Reid, a conservationist, and the late environmentalist Lovejoy (Biodiversity and Climate Change) cover the essential role that five massive forests, including the Amazon and the Congo, could play in mitigating climate change. “The authors depict the flora and fauna of these far-flung locations in vivid descriptions that chart how each species is part of a vast ecosystem,” PW’s review noted. “This clarion call should have a spot on the shelves of climate-minded readers.”


The Treeline

Ben Rawlence. St. Martin’s, Feb.

Rawlence (City of Thorns) interviews ecologists across Canada, Greenland, Norway, Siberia, and elsewhere to understand why treelines in boreal forests are moving north. “Rawlence’s research leads him to conclude that change is inevitable, and every person—and every tree—must adapt to survive,” PW’s review said. “His awe at the beauty and power of trees is moving. Nature lovers and travelers alike will find this a lovely paean to a rapidly changing landscape.”


Tree Thieves

Lyndsie Bourgon. Little, Brown Spark, June

An oral historian and a journalist for the AtlanticSmithsonian, and others, Bourgon investigates the criminal world of timber poaching and its environmental effects. From “cutting down a small Christmas tree in a park, to the large-scale devastation of entire groves,” Bourgon explains how such theft intersects with the climate crisis. “When old-growth disappears,” she writes, “the foundation from which it grew is destabilized, leaving landscapes more prone to flooding and landslides.”

A Trillion Trees

Fred Pearce.

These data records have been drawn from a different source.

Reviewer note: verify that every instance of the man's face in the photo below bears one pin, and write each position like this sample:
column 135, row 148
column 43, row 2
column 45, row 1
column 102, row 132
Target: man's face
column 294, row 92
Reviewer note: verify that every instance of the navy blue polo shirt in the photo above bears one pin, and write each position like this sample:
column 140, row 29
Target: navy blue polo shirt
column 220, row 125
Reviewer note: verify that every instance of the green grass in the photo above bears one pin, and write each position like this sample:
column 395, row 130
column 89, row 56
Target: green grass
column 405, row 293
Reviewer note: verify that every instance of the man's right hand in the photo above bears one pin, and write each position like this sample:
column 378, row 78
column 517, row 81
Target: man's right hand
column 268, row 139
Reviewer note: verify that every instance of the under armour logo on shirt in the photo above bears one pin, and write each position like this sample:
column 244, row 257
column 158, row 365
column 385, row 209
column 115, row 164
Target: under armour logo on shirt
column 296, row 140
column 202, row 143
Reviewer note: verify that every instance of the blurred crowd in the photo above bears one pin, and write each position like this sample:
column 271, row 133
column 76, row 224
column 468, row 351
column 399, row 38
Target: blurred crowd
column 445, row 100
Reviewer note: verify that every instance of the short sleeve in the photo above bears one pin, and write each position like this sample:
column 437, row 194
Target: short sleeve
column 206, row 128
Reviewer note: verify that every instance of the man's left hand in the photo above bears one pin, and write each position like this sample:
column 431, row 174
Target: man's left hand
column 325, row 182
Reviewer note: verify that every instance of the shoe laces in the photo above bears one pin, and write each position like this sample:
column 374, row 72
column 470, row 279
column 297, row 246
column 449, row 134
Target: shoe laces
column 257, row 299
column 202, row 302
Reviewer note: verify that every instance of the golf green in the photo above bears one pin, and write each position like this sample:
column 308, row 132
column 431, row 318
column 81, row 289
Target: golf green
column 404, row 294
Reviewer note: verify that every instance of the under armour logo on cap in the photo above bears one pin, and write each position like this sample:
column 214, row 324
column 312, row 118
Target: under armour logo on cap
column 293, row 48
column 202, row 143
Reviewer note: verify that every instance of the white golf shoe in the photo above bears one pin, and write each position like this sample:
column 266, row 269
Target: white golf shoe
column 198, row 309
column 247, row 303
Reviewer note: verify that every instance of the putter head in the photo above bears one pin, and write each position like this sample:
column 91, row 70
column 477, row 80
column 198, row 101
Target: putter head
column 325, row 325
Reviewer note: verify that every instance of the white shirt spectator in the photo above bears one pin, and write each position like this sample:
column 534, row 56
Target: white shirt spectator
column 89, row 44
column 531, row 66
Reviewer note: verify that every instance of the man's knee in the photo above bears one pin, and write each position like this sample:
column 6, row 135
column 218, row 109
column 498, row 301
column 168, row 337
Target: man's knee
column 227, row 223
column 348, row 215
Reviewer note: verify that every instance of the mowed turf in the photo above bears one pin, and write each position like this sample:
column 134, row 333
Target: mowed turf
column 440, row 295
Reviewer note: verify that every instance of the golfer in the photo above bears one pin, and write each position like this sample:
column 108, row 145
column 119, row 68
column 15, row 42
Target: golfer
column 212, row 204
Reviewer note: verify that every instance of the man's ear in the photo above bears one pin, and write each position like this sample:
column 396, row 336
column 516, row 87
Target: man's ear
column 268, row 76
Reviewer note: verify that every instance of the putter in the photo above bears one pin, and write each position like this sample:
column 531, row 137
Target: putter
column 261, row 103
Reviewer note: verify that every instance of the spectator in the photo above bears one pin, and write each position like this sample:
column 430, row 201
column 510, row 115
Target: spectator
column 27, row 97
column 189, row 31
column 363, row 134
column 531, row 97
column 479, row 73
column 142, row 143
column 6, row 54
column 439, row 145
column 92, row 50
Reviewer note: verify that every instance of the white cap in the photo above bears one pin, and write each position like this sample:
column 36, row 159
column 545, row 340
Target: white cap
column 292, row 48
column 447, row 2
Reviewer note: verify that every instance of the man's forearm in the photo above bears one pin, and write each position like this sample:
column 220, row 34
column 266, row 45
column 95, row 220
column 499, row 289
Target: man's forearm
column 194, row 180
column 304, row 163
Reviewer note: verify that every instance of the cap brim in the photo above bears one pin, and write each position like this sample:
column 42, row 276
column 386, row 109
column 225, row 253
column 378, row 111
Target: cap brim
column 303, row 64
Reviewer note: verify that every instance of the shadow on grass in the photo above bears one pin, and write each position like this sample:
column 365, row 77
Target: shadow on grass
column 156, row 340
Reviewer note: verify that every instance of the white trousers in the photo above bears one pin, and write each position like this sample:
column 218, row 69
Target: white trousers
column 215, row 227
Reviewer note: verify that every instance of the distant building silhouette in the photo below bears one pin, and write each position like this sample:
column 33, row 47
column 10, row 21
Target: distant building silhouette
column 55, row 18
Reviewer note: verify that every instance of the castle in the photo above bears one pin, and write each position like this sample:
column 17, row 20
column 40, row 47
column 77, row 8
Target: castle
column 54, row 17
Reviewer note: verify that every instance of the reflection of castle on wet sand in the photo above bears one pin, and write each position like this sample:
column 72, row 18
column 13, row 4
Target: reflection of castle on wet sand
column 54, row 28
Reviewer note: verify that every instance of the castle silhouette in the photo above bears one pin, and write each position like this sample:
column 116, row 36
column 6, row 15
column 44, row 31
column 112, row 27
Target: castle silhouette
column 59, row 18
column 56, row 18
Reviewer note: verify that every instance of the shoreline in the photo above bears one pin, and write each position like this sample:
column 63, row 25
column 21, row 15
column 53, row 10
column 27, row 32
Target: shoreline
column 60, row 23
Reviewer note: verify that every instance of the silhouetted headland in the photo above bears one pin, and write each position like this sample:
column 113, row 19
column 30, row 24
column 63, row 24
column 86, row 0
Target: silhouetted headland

Greystone, May

Journalist Pearce (When the Rivers Run Dry) weaves first-person adventure narrative with climate science, traveling to China, Guyana, Kenya, Paraguay, and beyond to show how, when it comes to forests, “we mess with their life-support systems at our peril.” He writes that leaving forests alone, rather than actively reforesting, may be a better solution. “Given the chance, nature will do much of the work.”